/aws-cloudtrail-analyzer-workshop

Workshop exercise materials for re:Invent 2017 - SID 341: Using AWS CloudTrail Logs for Scalable, Automated Anomaly Detection

Primary LanguagePythonMIT No AttributionMIT-0

SID 341: Using AWS CloudTrail Logs for Scalable, Automated Anomaly Detection

In this README you will find instructions and pointers to the resources used for the workshop exercises. In this workshop, there are two exercises:

  1. Examining CloudTrail logs
  2. Automated detection

After the setup steps below, there are instructions provided for all of the hands-on exercises, clean-up instructions to tear down the CloudFormation stack, and following that a full walkthrough guide on how to complete the exercises.

What's in here?

This repository contains the following files that will be used for this workshop:

  • README.md - This README file
  • cloudformation.yaml - The CloudFormation template to deploy the stack of resources
  • cloudtrail_analyzer.py - Source code for the Lambda function to analyze CloudTrail logs
    • This code is just for reference since it will also be present in the inline editor in the Lambda console after the CloudFormation stack is deployed
  • teardown.sh - Bash script that deletes the CloudFormation stack
    • Attempting to delete the stack from the console will fail due to the created S3 buckets having contents that need to be deleted first, so this script handles that gracefully. In the Cleaning up section later, there are also manual clean-up steps included in case you cannot run this script.

Initial setup

Prerequisites

Before getting started, you will need the following:

  • AWS account
  • Modern, graphical web browser (sorry Lynx users!)
  • IAM user with administrator access to the account
  • AWS CLI - https://aws.amazon.com/cli/
    • Only needed for the teardown.sh script

Deploying the template

The CloudFormation template creates 2 sets of resources for the following purposes:

  1. Analysis of CloudTrail logs using an AWS Lambda function
  2. Activity generation to produce CloudTrail logs for analysis

First, log in to your AWS account using the IAM user with administrator access.

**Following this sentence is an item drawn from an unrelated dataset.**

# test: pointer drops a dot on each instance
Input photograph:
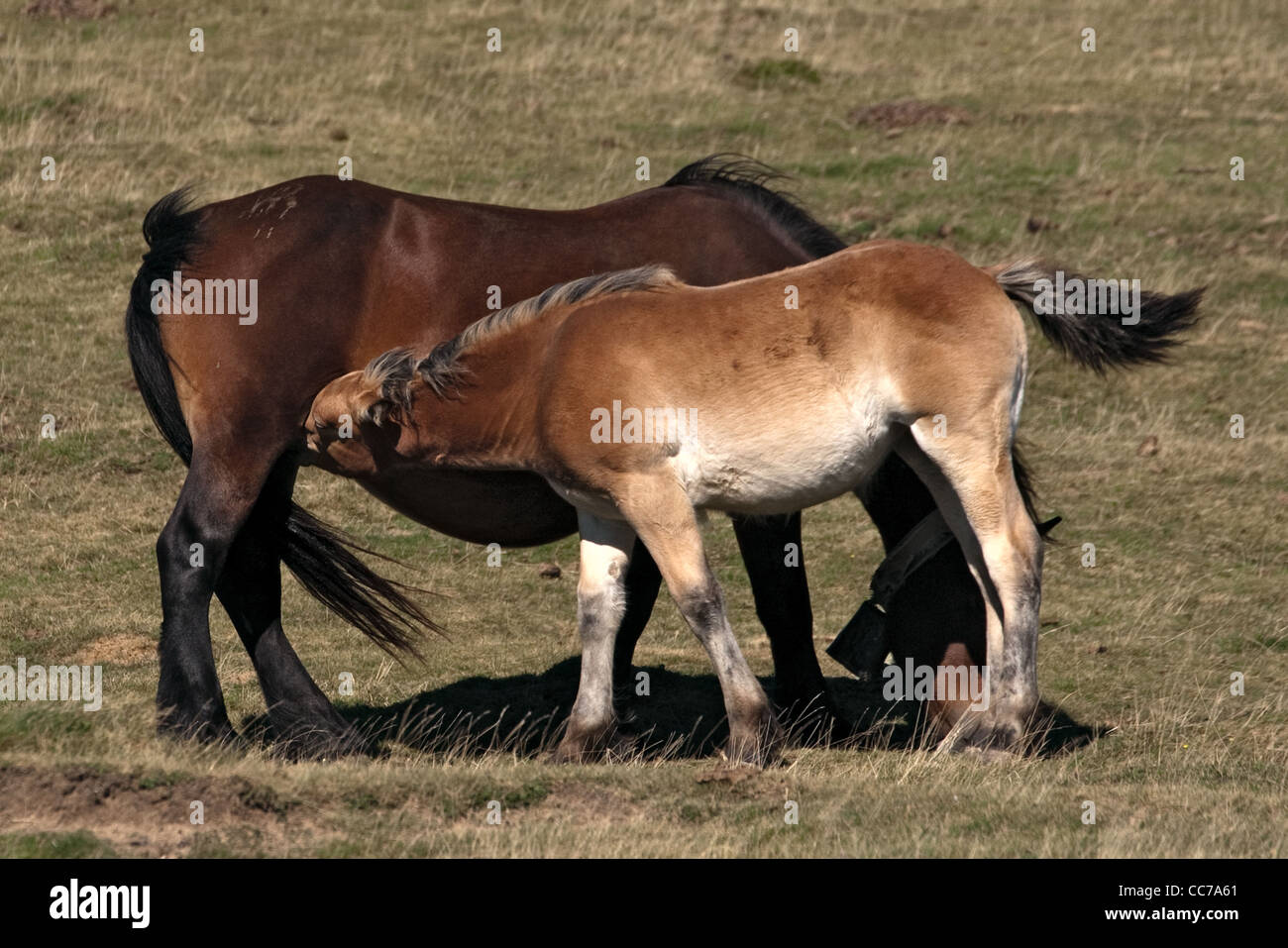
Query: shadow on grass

For this workshop, we will be working within the Canada Central (ca-central-1) region. To switch regions, click the region dropdown in the top right of the window and select Canada (Central).

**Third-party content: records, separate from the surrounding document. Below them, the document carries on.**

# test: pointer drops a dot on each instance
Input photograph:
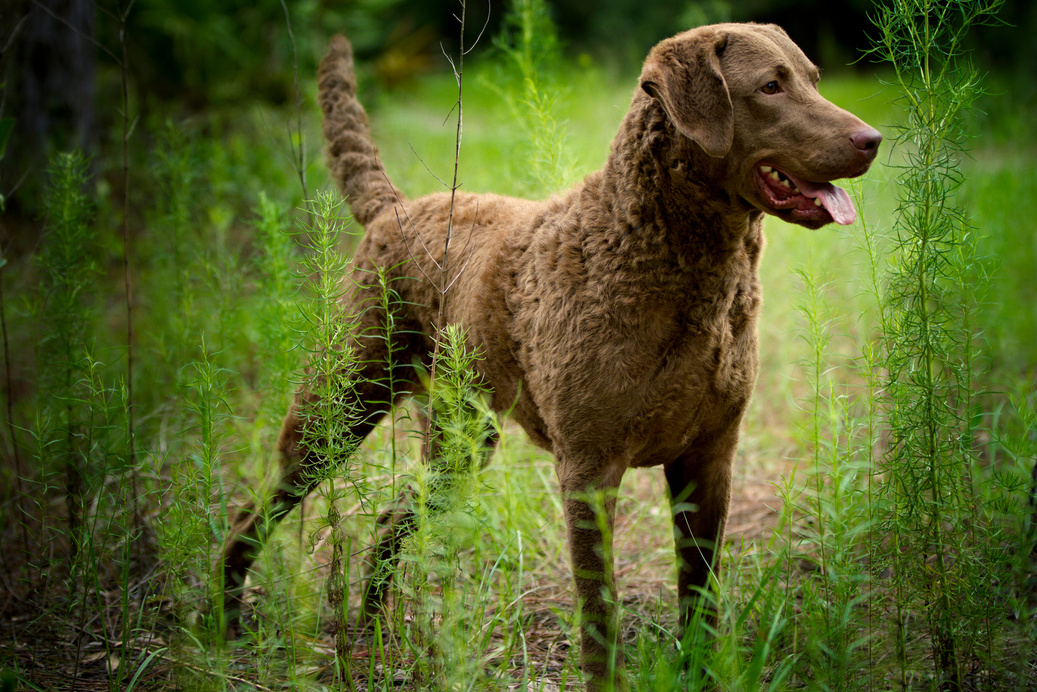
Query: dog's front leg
(589, 503)
(700, 495)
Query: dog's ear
(683, 74)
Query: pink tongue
(833, 198)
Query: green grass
(219, 359)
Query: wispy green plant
(64, 311)
(331, 406)
(928, 507)
(529, 43)
(450, 619)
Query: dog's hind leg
(589, 503)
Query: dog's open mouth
(811, 202)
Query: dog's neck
(664, 190)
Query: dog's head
(747, 95)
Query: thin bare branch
(418, 157)
(410, 252)
(77, 30)
(13, 33)
(399, 202)
(482, 30)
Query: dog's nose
(867, 141)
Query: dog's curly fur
(617, 322)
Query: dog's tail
(352, 157)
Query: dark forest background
(60, 57)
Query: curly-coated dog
(616, 322)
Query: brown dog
(616, 322)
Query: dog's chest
(661, 363)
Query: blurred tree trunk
(48, 65)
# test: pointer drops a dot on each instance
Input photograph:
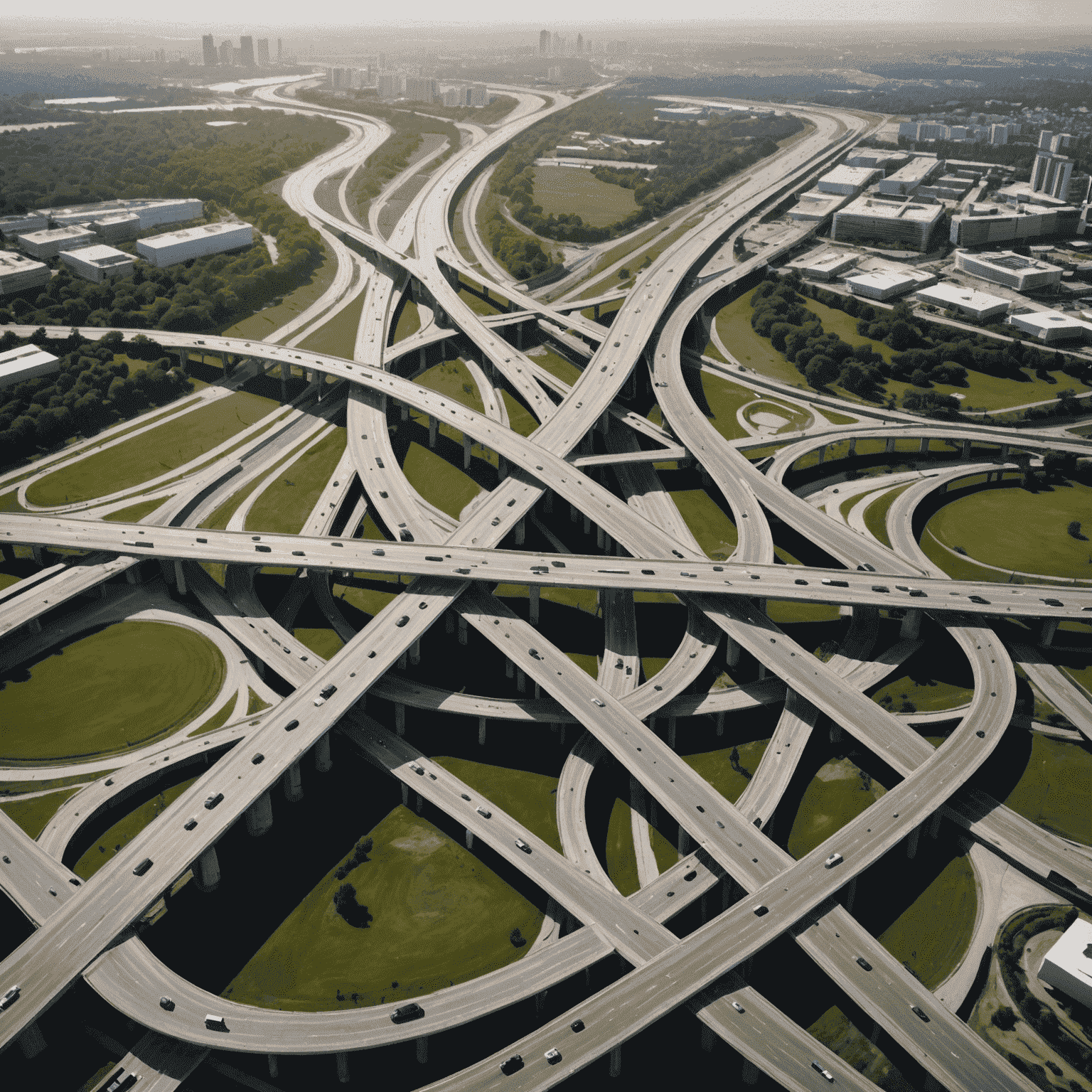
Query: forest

To easily deploy the CloudFormation stack in the Canada (Central) region, please browse to the following stack launch URL:

http://amzn.to/sid341cfn

That stack launch URL uses a copy of the cloudformation.yaml template that is contained in an S3 bucket, which is the same as the one contained in this code repository.

  1. On the Select Template page, note that the template location where it says "Specify an Amazon S3 template URL" is prepopulated with the S3 URL to the template. Click Next.
  2. On the Specify Details page, note that the stack name is prepopulated as "ReInvent2017-SID341", but you may change it if desired. If you'd like to receive alarm notifications via email later when we add support for alarming on CloudTrail-based detections, please fill in the NotificationEmailAddress parameter with your email address. Please note that if specifying a notification email address, you will receive a subscription confirmation email shortly after the stack creation completes in which you must click a link to confirm the subscription. Click Next.
  3. On the Options screen, click Next.
  4. On the Review page, review and confirm the settings. Be sure to check the box acknowledging that the template will create resources.
  5. Click Create to deploy the stack. You can view the status of the stack in the AWS CloudFormation console in the Status column. You should see a status of CREATE_COMPLETE in roughly five minutes.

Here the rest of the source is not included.